Watched by Rik, she swallowed hard. She’d never done anything like this—or in her wildest nightmares thought she’d need to. With infinite reluctance, she forced herself to touch a sequence of icons on the ore plant operations console. Lights continued to flash after she lifted her hand.
Then she heard Jax groan. “Manager, that didn’t work, your remote override didn’t work! Veda!”
Daya heard Veda Mender say, “Yes?” in a harried voice. “Now what?”

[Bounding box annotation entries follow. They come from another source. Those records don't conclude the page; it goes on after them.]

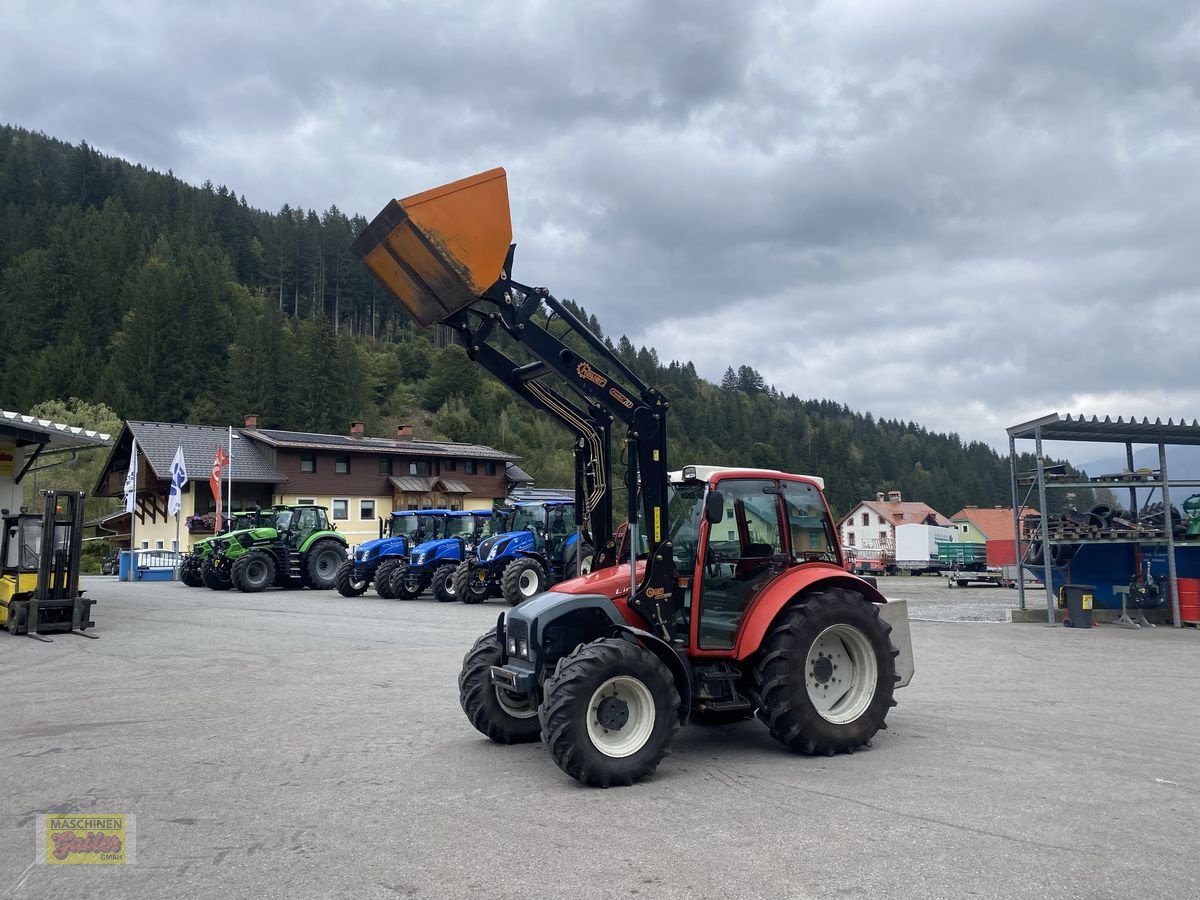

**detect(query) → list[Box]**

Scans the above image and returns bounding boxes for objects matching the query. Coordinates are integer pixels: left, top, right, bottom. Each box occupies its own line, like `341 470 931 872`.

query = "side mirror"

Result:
704 491 725 524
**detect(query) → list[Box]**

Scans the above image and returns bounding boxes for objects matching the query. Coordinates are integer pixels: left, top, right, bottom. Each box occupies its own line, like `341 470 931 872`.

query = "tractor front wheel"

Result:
334 559 370 596
430 563 458 604
538 637 679 787
305 540 346 590
458 631 541 744
500 557 546 606
754 588 899 756
451 559 488 604
230 550 275 594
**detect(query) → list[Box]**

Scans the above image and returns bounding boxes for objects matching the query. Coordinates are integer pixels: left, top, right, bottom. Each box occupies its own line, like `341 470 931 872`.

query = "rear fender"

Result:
733 564 887 660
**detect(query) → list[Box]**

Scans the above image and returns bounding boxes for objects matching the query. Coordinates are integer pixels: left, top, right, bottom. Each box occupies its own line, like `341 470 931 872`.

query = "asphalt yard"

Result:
0 577 1200 900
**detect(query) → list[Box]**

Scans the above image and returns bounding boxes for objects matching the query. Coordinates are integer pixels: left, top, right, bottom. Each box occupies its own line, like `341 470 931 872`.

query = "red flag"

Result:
209 446 229 534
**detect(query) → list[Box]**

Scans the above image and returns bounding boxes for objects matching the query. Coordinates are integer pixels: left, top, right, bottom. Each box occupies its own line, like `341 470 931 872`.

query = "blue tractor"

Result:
335 509 450 600
451 500 593 606
391 510 511 604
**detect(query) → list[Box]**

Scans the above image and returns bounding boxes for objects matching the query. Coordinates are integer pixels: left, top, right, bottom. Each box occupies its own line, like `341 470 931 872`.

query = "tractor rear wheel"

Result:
334 559 370 596
200 559 233 590
458 631 541 744
500 557 546 606
230 550 275 594
376 559 401 600
451 559 488 604
752 588 899 756
304 540 346 590
538 637 679 787
430 563 458 604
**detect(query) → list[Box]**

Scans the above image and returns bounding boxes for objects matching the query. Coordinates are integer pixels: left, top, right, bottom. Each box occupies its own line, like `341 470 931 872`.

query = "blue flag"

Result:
167 446 187 516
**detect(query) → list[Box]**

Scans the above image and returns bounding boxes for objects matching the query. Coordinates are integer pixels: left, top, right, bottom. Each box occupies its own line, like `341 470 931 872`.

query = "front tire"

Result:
500 557 546 606
230 550 275 594
334 559 371 596
458 631 541 744
538 637 679 787
754 588 899 756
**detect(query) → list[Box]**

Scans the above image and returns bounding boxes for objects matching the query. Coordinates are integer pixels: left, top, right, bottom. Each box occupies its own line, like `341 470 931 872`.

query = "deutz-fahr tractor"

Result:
209 505 349 593
353 169 912 787
0 491 96 641
452 500 593 606
391 510 503 604
179 509 275 588
337 509 450 600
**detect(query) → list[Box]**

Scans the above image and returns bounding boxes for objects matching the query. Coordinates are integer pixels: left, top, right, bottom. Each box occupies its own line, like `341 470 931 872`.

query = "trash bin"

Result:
116 550 133 581
1058 584 1096 628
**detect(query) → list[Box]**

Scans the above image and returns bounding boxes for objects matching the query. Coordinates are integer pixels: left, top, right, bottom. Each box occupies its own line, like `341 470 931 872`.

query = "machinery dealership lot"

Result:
0 578 1200 898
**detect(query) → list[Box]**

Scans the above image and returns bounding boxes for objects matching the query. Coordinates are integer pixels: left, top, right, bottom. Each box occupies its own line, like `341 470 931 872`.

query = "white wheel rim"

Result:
804 625 880 725
587 676 655 758
517 569 538 596
496 688 538 719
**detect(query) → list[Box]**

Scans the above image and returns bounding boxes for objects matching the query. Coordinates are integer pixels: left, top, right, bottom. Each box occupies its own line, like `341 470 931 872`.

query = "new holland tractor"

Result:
206 505 349 593
352 169 912 787
0 491 96 641
451 500 593 606
391 510 503 604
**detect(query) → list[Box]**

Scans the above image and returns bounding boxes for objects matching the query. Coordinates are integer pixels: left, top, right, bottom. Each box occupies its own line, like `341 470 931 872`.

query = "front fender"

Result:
733 571 887 660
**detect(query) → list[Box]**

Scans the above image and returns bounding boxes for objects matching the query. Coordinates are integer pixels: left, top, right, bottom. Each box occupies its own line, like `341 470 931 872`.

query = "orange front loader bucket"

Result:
350 169 512 326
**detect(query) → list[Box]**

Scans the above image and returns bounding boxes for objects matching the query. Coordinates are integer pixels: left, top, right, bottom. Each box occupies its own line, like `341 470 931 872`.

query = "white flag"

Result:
167 445 187 516
125 440 138 512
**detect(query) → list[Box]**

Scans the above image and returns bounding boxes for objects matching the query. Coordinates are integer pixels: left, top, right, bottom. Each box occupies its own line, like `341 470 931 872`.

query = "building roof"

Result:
0 409 113 452
950 506 1038 541
246 428 521 460
839 500 953 528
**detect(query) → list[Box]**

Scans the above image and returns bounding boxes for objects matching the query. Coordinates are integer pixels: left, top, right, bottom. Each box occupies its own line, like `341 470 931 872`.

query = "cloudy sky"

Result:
0 0 1200 446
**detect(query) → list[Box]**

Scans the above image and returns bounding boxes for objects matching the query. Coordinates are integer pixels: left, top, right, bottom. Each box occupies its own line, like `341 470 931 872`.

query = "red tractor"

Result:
354 169 912 787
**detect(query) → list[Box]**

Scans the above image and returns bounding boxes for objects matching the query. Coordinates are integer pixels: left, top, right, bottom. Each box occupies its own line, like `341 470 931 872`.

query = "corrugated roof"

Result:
1008 413 1200 446
0 409 113 450
248 428 521 460
125 422 288 484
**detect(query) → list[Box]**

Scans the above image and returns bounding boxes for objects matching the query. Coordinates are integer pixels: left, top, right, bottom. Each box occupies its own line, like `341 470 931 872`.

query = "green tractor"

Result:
179 509 275 588
205 505 349 593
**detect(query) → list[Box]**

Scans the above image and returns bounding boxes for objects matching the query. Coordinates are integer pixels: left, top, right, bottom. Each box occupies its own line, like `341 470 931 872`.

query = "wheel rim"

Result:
804 624 880 725
496 686 538 719
517 569 540 596
587 676 655 758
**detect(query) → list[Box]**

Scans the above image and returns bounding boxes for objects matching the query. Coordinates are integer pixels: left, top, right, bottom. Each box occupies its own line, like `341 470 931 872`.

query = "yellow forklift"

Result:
0 491 96 641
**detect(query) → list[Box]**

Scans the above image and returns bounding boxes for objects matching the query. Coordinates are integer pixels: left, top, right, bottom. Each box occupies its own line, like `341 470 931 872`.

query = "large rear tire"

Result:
334 559 371 596
230 550 275 594
452 559 488 605
458 631 541 744
430 563 458 604
538 637 679 787
500 557 547 606
304 540 346 590
376 559 401 600
752 588 899 756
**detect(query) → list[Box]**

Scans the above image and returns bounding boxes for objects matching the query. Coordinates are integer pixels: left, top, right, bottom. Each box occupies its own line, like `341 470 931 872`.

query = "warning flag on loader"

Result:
209 445 229 534
167 445 187 516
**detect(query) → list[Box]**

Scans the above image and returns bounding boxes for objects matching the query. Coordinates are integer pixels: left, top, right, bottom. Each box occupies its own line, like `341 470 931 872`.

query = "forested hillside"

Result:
0 126 1089 515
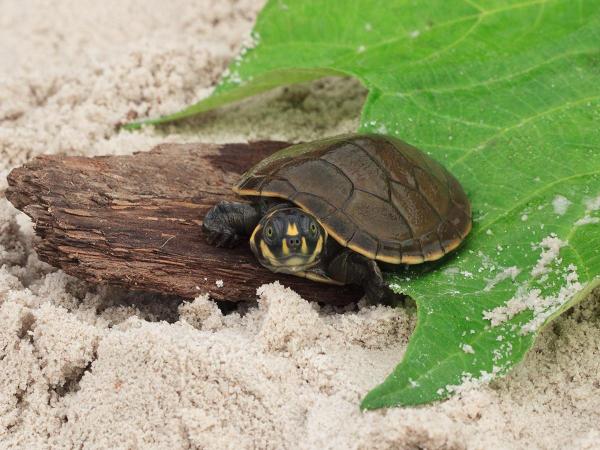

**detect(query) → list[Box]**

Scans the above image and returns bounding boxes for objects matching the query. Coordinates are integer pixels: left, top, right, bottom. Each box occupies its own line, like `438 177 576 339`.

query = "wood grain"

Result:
6 141 361 304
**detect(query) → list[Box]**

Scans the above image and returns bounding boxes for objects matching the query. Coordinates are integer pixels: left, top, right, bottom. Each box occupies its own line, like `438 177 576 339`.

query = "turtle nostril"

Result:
287 237 301 250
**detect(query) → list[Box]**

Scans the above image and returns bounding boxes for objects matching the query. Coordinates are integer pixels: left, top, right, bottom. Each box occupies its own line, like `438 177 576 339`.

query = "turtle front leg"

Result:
327 249 396 305
202 201 262 248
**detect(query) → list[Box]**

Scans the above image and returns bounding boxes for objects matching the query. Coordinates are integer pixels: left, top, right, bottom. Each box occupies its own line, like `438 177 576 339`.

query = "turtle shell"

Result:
234 134 471 264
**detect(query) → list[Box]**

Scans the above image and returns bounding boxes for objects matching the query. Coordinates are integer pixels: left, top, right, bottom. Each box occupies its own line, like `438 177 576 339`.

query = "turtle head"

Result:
250 207 327 272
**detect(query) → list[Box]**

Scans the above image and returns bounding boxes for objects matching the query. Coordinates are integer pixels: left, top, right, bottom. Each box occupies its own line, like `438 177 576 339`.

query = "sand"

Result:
0 0 600 449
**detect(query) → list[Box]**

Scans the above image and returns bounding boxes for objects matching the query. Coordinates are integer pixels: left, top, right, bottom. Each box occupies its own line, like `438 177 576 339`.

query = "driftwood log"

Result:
6 141 361 304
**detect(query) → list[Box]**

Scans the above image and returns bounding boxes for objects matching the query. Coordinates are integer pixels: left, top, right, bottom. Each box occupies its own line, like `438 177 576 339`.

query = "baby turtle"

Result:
202 134 471 302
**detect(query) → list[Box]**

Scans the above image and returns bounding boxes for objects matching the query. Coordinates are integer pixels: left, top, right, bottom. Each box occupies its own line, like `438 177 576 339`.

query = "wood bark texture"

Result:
6 141 361 304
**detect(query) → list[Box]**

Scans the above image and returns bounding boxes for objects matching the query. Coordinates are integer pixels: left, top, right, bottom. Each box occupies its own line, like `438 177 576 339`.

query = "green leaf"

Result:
129 0 600 408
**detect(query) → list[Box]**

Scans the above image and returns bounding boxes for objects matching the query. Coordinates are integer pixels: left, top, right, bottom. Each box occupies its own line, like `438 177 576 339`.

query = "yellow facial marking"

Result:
308 236 323 262
300 236 308 255
260 241 280 266
281 239 290 256
315 236 323 254
287 223 300 236
250 225 262 253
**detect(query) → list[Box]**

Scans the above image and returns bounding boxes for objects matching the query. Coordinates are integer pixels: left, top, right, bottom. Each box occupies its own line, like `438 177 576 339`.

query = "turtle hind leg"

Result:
202 201 262 248
327 249 398 305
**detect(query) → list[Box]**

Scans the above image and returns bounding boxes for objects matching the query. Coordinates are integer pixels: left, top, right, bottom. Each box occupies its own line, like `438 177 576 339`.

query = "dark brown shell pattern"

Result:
234 134 471 264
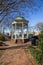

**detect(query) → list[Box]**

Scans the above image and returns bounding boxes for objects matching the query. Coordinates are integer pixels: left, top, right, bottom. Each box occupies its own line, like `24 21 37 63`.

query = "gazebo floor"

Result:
12 39 29 43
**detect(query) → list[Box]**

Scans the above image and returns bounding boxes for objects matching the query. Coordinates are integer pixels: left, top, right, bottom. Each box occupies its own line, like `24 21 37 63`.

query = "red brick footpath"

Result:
0 41 32 65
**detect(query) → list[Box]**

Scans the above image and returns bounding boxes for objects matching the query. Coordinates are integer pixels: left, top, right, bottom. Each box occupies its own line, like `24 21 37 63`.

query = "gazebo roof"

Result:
15 16 24 20
15 16 27 21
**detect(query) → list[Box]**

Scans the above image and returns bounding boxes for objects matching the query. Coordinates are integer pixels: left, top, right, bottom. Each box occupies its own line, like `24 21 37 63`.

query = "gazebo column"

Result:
15 23 16 39
27 24 28 38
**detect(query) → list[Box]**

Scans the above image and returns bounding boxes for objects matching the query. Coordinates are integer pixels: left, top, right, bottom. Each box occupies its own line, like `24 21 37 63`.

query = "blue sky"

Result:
25 7 43 26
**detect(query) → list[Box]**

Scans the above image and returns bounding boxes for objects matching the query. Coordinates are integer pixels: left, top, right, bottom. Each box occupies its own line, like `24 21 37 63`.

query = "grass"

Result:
0 50 4 58
28 46 43 65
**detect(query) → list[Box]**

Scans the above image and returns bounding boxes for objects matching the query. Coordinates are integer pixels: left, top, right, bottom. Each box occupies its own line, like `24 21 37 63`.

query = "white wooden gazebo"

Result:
11 17 28 42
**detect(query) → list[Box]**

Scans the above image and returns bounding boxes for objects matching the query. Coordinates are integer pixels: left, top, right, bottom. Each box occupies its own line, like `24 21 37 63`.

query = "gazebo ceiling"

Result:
12 17 28 24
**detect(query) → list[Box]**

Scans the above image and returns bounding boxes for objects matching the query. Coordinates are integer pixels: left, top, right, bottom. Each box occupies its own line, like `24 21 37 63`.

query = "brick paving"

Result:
0 40 33 65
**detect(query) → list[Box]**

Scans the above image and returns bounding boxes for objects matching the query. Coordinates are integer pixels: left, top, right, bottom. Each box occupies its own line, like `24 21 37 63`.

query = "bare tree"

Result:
36 22 43 31
0 0 41 22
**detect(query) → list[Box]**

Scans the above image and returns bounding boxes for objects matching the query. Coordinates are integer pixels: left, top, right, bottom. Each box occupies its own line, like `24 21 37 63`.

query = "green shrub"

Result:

“The Manager tried to send an override in from the Control Room and it didn’t work. Maybe a circuit is broken.”
“If so there’s a kilometer of circuit to check and all of it in sealed explosion-proof casing!” Veda sounded shocked. “I couldn’t inspect a circuit like that in two days and a night!”
Jax said, “Manager, can you come up here? I’ll need your hand to make the override work. At least I think it will work then.”
Never in her life had Daya had such mixed feelings. Relief that the ancient override circuitry wasn’t working—I’ll not have to do it—and anger that it wasn’t working—I have to do it. Wanting to stay safe here in the Control Room, which could be sealed off from anything much short of a thermonuclear explosion. And angry dread because Jax was right. If she were going to do what she’d hoped not to do, she had to leave the safety of this place. “I’ve got to go to the ore plant,” she told Rik.